Forschungsbibliotheken sind schon seit Langem darauf fokussiert sich dem digitalen Wandel anzupassen, ihn umzusetzen und voranzutreiben. Vor zwanzig Jahren waren Print-Zeitschriften und Zettelkataloge noch weitverbreitet. Heute werden Wissenschaftsmagazine von den Benutzern überwiegend in elektronischer Form abgerufen und gelesen. Gleichzeitig ermöglichen die neuen Discovery-Systeme die Suche und den Abruf von Inhalten unter Umgehung der Bibliothekskataloge. Und die Zukunft macht auch hier nicht halt. Es wäre keine Überraschung, wenn in zwanzig Jahren der abonnementfinanzierte Zeitschriften-Zugang eher die Ausnahme wäre (Stichwörter: Open Science, Open Access). Und selbst die heute noch für Bibliotheken zentralen Bibliothekskataloge könnten weitgehend ihre Bedeutung verlieren, vielleicht gar nicht mehr als eigenständige Angebote existieren. Wissenschaft und Forschung suchen schließlich schon seit geraumer Zeit nach neuen Arbeitsabläufen und Plattformen, die den Wissensaustausch vereinfachen und beschleunigen.
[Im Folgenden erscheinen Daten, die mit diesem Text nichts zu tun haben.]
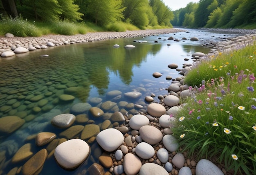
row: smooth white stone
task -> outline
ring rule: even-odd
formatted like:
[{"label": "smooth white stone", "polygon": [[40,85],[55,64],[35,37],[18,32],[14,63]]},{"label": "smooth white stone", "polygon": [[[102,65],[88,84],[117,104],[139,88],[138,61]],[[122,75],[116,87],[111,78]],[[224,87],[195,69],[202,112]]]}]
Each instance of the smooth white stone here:
[{"label": "smooth white stone", "polygon": [[139,130],[141,127],[149,124],[149,120],[145,115],[141,114],[135,115],[131,118],[129,124],[131,128]]},{"label": "smooth white stone", "polygon": [[224,173],[217,166],[206,159],[199,161],[195,167],[196,175],[224,175]]},{"label": "smooth white stone", "polygon": [[135,152],[140,157],[148,159],[154,156],[155,149],[149,144],[146,142],[141,142],[136,146]]},{"label": "smooth white stone", "polygon": [[169,154],[168,151],[166,149],[162,148],[159,149],[157,153],[157,155],[159,160],[162,163],[166,163],[168,161]]},{"label": "smooth white stone", "polygon": [[73,169],[80,165],[89,155],[90,148],[80,139],[72,139],[59,145],[54,151],[56,161],[61,166]]},{"label": "smooth white stone", "polygon": [[179,147],[179,144],[176,139],[170,135],[166,135],[164,136],[163,144],[166,149],[171,152],[177,150]]},{"label": "smooth white stone", "polygon": [[123,152],[120,150],[117,150],[116,153],[115,154],[115,157],[116,157],[117,160],[120,160],[123,157]]},{"label": "smooth white stone", "polygon": [[147,163],[143,164],[139,170],[139,175],[169,175],[165,169],[153,163]]},{"label": "smooth white stone", "polygon": [[124,138],[122,133],[118,130],[108,128],[98,134],[96,140],[103,149],[111,152],[116,150],[121,145]]}]

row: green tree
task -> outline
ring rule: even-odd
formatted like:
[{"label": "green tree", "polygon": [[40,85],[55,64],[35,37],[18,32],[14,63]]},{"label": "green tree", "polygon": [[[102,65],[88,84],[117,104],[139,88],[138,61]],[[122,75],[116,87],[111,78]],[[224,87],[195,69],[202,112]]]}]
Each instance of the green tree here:
[{"label": "green tree", "polygon": [[68,20],[75,22],[81,20],[83,14],[78,12],[79,6],[74,4],[74,0],[58,0],[62,13],[60,18],[62,20]]},{"label": "green tree", "polygon": [[87,18],[96,24],[105,25],[124,18],[121,0],[88,0]]},{"label": "green tree", "polygon": [[222,13],[218,19],[216,27],[223,27],[231,20],[233,12],[237,9],[239,4],[244,0],[227,0],[225,3],[221,6]]},{"label": "green tree", "polygon": [[220,18],[222,13],[222,11],[219,7],[213,10],[213,11],[211,12],[209,16],[209,20],[207,22],[205,27],[208,28],[214,27],[217,25],[218,19]]},{"label": "green tree", "polygon": [[233,11],[228,26],[234,27],[256,22],[256,3],[255,0],[245,0]]},{"label": "green tree", "polygon": [[[195,12],[195,23],[194,27],[202,27],[205,25],[210,13],[212,11],[206,10],[213,2],[213,0],[200,0],[198,8]],[[209,9],[211,9],[210,8]]]}]

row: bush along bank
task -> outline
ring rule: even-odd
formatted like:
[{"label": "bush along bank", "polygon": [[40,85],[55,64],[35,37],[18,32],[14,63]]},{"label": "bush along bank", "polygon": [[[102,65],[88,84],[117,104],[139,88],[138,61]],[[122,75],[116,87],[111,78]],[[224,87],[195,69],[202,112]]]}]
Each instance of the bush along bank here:
[{"label": "bush along bank", "polygon": [[189,71],[185,82],[194,85],[186,90],[171,129],[189,157],[210,159],[231,174],[253,174],[256,45],[229,51],[210,56]]}]

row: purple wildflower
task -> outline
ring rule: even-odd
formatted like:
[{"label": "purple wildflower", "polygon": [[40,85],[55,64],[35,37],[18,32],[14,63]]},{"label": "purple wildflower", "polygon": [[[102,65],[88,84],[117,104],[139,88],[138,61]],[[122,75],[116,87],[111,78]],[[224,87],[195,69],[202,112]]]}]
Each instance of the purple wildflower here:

Um sich auf diese Entwicklungen vorzubereiten, brauchen nicht nur Forschungsbibliotheken ein Reformprogramm für das kommende Jahrzehnt. Am 18. Mai 2020 die Vereinigung der britischen Forschungsbibliotheken RLUK (Research Libraries UK) im Rahmen eines Webinars mit über 450 Delegierten deshalb ein Manifest für den digitalen Wandel in Forschungsbibliotheken vorgestellt. Das Manifest ist das Ergebnis der einjährigen Arbeit von Mitgliedern der RLUK-Arbeitsgruppe für den digitalen Wandel, es bietet eine Vision für die Forschungsbibliothek der Zukunft. Das Manifest gibt einen Überblick darüber, wie diese Vision durch den digitalen Wandel gestaltet werden könnte und zeigt auch konkrete Schritte für deren Umsetzung auf.